Kerman describes her last week in prison as “the hardest” (294). She reminisces about Danbury and the friends she made there; she thinks about how if she secured release while at Danbury, her friends would have thrown her a celebration, and she would have gotten to say goodbye. When the MCC finally releases her, there is no fanfare. She simply leaves. The memoir ends with: “Ten yards farther, and I saw Larry, standing in front of the MCC, talking on his phone, until he turned and saw me. And then I was running, as fast as I could. No one could stop me” (295).
While many things happen in these concluding chapters, a dominant idea is that of prison politics. In Chapter 13, Danbury holds a job fair, but it’s clear that the prison is wildly out of touch with the needs of the prisoners, as witnessed by the Q&A session. When one woman asks how to find a job, the answer is to look on a computer, even though the women don’t have access to computers in prison. Kerman makes it clear in this chapter that the prison system isn’t interested in rehabilitating inmates or preparing them to succeed after release. Kerman’s observation is backed by the fact that within a five-year span, nearly 77% of released inmates will have returned to prison (according to the Bureau of Justice).
In Chapter 14, Pennsatucky asks Kerman to write her a letter to the judge that explains how remorseful she is of her actions. Prisoners can write to the judge requesting early release; however, as Pennsatucky’s situation reveals, many prisoners don’t have the necessary writing and literacy skills to write a professional letter, nor can they afford attorneys to do it for them. Unlike Pennsatucky, Kerman is highly educated and has enough money to afford a good lawyer. The difference between Kerman’s situation and Pennsatucky’s reveals the disadvantages those inmates from lower socio-economic situations face.

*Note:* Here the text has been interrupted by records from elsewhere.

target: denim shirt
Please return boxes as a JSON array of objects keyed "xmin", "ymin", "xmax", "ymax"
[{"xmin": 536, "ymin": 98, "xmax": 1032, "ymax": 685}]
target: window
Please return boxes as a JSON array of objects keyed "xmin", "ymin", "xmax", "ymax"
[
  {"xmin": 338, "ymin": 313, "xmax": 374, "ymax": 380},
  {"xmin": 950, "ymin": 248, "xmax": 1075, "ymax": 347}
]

In Chapter 15, Kerman’s grandmother is dying, and Kerman hopes to receive a furlough to attend her funeral. A furlough is when a prisoner may leave the prison grounds for special circumstances, such as a funeral, a medical necessity, or for future employment reasons. However, officials don’t grant furloughs often, and Kerman’s request is denied because the funeral isn’t in her immediate family. Of all Kerman’s hardships, not saying goodbye to her grandma or attending her funeral is the worst consequence of her time in prison.
Chapters 16, 17, and 18 deal with Kerman’s transfer from Danbury to the Chicago MCC to serve as a government witness against Jonathan Bibby. As part of her original sentence, the court instructed her that if the need should arise, she would have to testify at the whim of the government. While she does as she’s told, she doesn’t understand why she would have to testify against a man that she’s never even met. Now she must leave the comfort of Danbury to serve the remainder of her sentence in the MCC. The fact that the case rips her away from the place she thought would be home for the duration of her sentence demonstrates that inmates are truly under the complete control of the people in charge.